Depois do anúncio do Nobel da Medicina, na segunda-feira, este é o segundo prémio a ser atribuído este ano. Mary Brunkow, Fred Ramsdell e Shimon Sakaguchi foram os primeiros vencedores da jornada deste ano.

Os três cientistas receberam o prémio da Medicina pelas descobertas na tolerância imunitária periférica. “Os laureados deste ano identificaram os guarda-costas do sistema imunitário, as células T reguladoras, que impedem as células imunológicas de atacar o nosso próprio corpo”, descreveu o comité através de uma publicação no X.

Nobel da Medicina atribuído a Mary Brunkow, Fred Ramsdell e Shimon Sakaguchi pela descoberta de mecanismo no sistema imunológico

O primeiro a vencer o Nobel da Física foi Wilhelm Röntgen, em 1901, “por reconhecimento dos seus serviços extraordinários na descoberta” dos raios-X, posteriormente nomeados em sua homenagem.

Pierre Curie, Marie Curie, Guglielmo Marconi, Ferdinand Braun, Albert Einstein, Erwin Schrödinger, Paul A. M. Dirac, são alguns dos 226 nomes que já receberam o Nobel da Física.

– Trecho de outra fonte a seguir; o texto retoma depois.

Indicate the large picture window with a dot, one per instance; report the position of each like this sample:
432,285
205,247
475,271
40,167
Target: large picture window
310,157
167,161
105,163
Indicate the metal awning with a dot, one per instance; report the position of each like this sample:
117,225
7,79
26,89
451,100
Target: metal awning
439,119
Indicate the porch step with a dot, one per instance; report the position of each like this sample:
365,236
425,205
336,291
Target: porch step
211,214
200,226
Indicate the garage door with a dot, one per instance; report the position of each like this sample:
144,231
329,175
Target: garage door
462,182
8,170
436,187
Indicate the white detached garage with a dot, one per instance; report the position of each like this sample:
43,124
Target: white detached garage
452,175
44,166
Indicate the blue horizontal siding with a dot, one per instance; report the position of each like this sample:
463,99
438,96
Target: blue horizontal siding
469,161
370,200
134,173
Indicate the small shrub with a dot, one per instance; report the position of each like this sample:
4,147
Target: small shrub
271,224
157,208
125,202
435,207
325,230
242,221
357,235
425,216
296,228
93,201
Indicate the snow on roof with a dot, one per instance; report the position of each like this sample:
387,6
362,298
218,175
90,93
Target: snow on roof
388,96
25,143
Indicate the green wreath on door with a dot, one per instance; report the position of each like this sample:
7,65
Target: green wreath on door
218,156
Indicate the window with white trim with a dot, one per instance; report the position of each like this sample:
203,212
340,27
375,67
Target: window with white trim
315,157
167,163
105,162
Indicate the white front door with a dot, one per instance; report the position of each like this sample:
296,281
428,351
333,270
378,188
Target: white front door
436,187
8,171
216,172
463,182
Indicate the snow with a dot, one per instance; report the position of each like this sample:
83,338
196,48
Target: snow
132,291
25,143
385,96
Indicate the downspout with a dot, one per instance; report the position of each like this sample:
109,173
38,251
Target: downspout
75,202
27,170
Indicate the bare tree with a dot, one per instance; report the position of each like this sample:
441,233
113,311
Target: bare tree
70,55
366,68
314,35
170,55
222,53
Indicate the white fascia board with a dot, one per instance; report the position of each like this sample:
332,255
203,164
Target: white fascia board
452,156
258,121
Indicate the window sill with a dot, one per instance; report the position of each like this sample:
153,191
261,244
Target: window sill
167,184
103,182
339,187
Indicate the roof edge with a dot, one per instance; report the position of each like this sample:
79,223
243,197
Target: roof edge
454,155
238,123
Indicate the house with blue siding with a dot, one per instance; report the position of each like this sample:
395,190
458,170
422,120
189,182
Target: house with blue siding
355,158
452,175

O norte-americano John Bardeen foi o único a receber o prémio atribuído pela Academia Real das Ciências da Suécia mais do que uma vez.

No ano passado o prémio foi atribuído a J. Hopfield e Geoffrey E. Hinton, por usarem “ferramentas da física para desenvolver métodos que estão hoje na base do poderoso machine learning“.

Prémio Nobel da Física atribuído a John J. Hopfield e Geoffrey E. Hinton por contribuições para Inteligência Artificial

Nos próximos dias serão anunciados os vencedores do Nobel da Química (quarta-feira), da Literatura (quinta-feira), da Paz (sexta-feira) e das Ciências Económicas (segunda-feira) — este último tem concentrado ainda mais expectativa do que o habitual fruto da sugestão, propagada pelo próprio, de que Donald Trump seria um digno vencedor.

Os prémios Nobel foram criados em 1985 por Alfred Nobel, engenheiro e industrial sueco, e atribuídos pela primeira vez em 1901. O inventor da dinamite explicou, no seu testamento, que tinha o desejo de aplicar a sua fortuna para reconhecimento de personalidades que prestassem serviços valiosos à humanidade através do seu conhecimento, influência e investigação.

Os prémios Nobel nasceram da vontade do químico, engenheiro e industrial sueco Alfred Nobel em doar a sua imensa fortuna para o reconhecimento de personalidades que prestassem serviços à Humanidade. Os prémios agora atribuídos serão entregues aos vencedores numa cerimónia a 10 de dezembro, data em que se assinala o aniversário do seu fundador.